Fast forward to 2010, the year the Arab Spring broke out with an uprising to oust a dictator in Tunisia, and nothing on a similar scale was shot at Ouarzazate between then and last year.
A major factor behind that, according to Moroccan film critic Adil Semmar, was the rising insurance costs caused by security problems in the region, notably after the Arab Spring uprisings.
“It has made the cost of filming in Morocco more expensive for big companies, so some films were shot in places like Israel and Spain instead,” Semmar said.
In an almost lunar landscape dotted with small oases, the imposing Tifoutout Studio, built by Italians in 1994, “is now a ruin,” says resident Said Soussou.
Robert M Young’s 1995 film “Solomon and Sheba” starring Halle Berry and Jimmy Smits was shot there, but the Italians then “sold it to our tribe when they left in 1997.
Because of the crisis of recent years, some parts are dilapidated,” says another commentator, Mohamed Hbibi.
“There are more crows here now than film-makers.”
With a decrepit wall as a backdrop, Soussou looks up at the ceiling of a half-destroyed dome that was used for David Betty’s TV movie “The Bible Project” in 2009.
“Tifoutout can look like the architecture of ancient Jerusalem,” he says. “But there is little value in that any more.”
Diversity of locations
“Even when a film-making company does arrive, it fixes the bit it’s interested in, gives the tribe five or six hundred euros and then leaves again,” he says.
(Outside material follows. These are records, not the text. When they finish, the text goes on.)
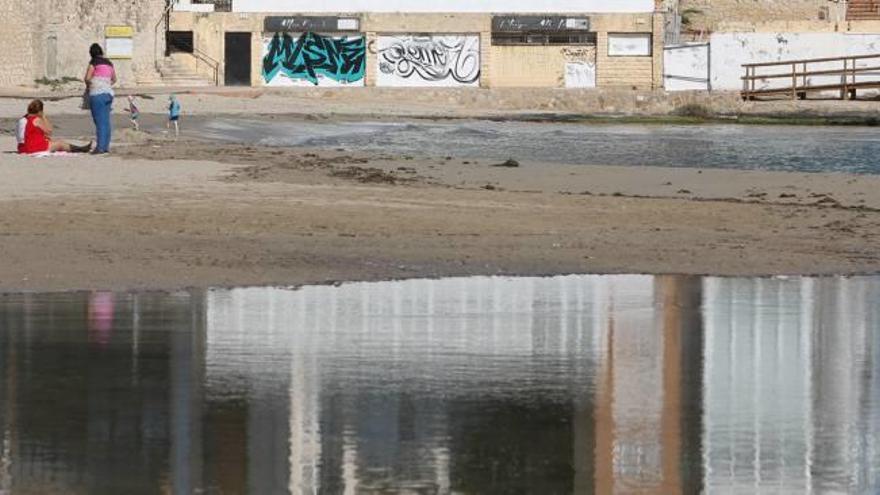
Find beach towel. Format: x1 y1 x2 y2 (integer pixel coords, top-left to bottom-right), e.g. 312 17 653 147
28 151 78 157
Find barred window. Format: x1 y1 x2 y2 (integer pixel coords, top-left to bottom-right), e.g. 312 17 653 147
193 0 232 12
492 31 597 46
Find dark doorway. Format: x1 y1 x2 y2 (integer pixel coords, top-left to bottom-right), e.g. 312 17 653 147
224 32 251 86
168 31 194 53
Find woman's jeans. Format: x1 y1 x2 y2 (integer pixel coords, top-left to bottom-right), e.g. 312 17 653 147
89 93 113 152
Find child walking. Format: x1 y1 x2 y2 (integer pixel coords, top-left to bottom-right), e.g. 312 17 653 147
167 94 181 138
125 95 140 131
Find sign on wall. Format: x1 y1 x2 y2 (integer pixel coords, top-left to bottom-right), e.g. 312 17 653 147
607 33 652 56
105 25 134 59
492 16 590 32
262 32 365 86
377 35 480 87
264 16 359 32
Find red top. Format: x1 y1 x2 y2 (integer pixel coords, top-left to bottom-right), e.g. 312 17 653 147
21 115 49 154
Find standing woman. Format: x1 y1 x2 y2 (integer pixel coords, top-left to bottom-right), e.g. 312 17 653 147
84 43 116 154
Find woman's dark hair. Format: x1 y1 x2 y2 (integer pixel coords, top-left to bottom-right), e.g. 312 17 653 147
27 99 43 115
89 43 103 59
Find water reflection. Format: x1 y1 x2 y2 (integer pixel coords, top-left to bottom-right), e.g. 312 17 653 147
0 275 878 494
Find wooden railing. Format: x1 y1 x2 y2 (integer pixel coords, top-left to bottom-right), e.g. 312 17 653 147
742 53 880 100
848 0 880 20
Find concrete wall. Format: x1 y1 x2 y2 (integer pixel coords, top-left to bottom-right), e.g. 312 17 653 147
233 0 656 14
491 46 577 88
172 11 664 89
710 32 880 90
0 0 166 87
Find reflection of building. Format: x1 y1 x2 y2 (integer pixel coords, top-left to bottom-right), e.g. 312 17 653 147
703 276 880 494
204 275 703 493
0 274 878 493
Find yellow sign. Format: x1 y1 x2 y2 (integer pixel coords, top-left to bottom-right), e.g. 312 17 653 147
105 25 134 38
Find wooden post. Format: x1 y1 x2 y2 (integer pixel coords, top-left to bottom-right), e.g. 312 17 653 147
791 63 797 100
851 58 857 99
842 59 848 100
750 67 755 98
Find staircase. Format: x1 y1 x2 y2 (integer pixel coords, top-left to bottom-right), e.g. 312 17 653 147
156 53 217 86
136 54 217 88
848 0 880 20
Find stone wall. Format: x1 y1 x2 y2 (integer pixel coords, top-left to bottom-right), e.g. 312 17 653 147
678 0 846 32
0 0 166 88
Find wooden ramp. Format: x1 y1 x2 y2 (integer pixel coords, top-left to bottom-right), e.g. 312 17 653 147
741 54 880 100
848 0 880 20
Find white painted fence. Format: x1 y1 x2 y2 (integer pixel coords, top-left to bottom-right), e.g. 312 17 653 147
663 42 709 91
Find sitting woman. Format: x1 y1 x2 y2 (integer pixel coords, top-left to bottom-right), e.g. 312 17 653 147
19 99 92 154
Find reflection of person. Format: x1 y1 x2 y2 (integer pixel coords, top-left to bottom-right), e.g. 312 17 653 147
88 291 115 347
18 100 92 154
125 95 140 131
167 94 181 138
84 43 117 154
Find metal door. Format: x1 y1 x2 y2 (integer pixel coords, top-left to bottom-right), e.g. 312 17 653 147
224 32 251 86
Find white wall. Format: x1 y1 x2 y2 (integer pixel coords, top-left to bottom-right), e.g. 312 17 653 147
234 0 654 13
664 43 708 91
710 32 880 91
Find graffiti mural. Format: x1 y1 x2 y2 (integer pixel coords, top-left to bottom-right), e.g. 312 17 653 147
377 35 480 87
562 46 596 88
262 32 365 86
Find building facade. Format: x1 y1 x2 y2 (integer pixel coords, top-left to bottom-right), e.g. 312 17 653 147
168 0 665 89
0 0 166 87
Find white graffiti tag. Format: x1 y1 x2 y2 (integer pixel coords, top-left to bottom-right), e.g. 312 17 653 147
378 35 480 86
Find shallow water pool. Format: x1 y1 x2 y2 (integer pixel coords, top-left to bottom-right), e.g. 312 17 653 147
0 274 878 493
197 118 880 174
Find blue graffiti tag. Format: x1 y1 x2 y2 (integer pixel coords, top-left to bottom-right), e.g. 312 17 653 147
262 32 365 85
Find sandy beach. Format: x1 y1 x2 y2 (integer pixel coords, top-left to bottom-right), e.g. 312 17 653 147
0 90 879 292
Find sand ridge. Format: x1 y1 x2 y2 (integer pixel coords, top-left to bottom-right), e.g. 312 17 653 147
0 121 878 292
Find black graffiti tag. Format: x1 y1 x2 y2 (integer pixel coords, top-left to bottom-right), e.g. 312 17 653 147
263 32 365 85
379 36 480 84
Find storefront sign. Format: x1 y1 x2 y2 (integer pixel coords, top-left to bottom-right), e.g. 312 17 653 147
264 16 360 32
492 16 590 32
105 25 134 38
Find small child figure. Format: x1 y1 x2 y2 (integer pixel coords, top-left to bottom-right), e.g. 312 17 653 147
125 95 140 131
167 94 181 138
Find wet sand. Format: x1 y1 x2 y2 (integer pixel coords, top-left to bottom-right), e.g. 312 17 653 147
0 113 879 292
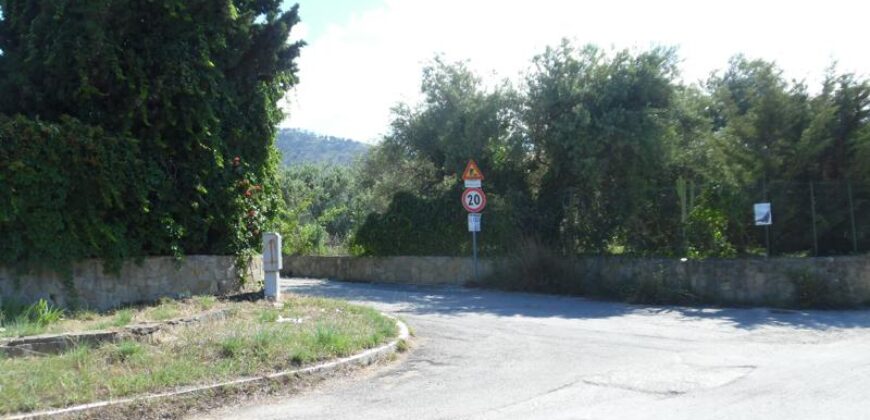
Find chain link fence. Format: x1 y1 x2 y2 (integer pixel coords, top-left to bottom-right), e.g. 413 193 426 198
556 180 870 258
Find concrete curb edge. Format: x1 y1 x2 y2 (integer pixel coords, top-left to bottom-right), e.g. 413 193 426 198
5 316 410 420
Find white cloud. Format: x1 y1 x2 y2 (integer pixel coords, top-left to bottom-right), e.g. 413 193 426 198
283 0 870 142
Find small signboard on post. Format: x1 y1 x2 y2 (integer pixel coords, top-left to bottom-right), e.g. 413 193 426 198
468 212 481 232
754 203 772 226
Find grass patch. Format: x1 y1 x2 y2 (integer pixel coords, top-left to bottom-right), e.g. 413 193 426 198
0 299 65 338
257 308 280 323
0 296 398 415
193 296 217 311
147 298 181 321
396 339 409 353
112 309 134 327
1 296 235 339
111 341 144 363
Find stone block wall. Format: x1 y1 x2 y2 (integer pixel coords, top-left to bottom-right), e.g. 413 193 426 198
282 255 870 307
0 256 263 310
282 256 495 286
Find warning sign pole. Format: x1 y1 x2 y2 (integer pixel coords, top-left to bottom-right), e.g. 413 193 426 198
462 160 485 284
Most of the movie income has gone on “building a mosque and irrigation ditches.”
Ouarzazate’s fortunes contrast with the boom Morocco’s own, heavily state-funded movie industry is enjoying, with 22 feature films made in the past year, compared with around five a decade ago.
Celebrated recent productions include “God’s Horses” by the French director of Moroccan origin Nabil Ayouch, which won a prize at Cannes in 2012.
Another was “They are the Dogs” by director Hicham Lasri, which won a special jury prize for Arab features at the Dubai International Film Festival in December.
Like most Moroccan films, however, these are low-budget movies about the gritty realities of life in the North African country, with little need for expensive desert studios, says Semmar, the film critic.
Abderrahman Drissi, deputy president of the Ouarzazate Film Commission, grouping representatives of the Moroccan Cinema Centre and the tourism ministry, believes the authorities have a responsibility “to save this beautiful plateau.”
But he also remains optimistic about the future.
“The diversity of locations means it’s easy to sell to major producers,” he says.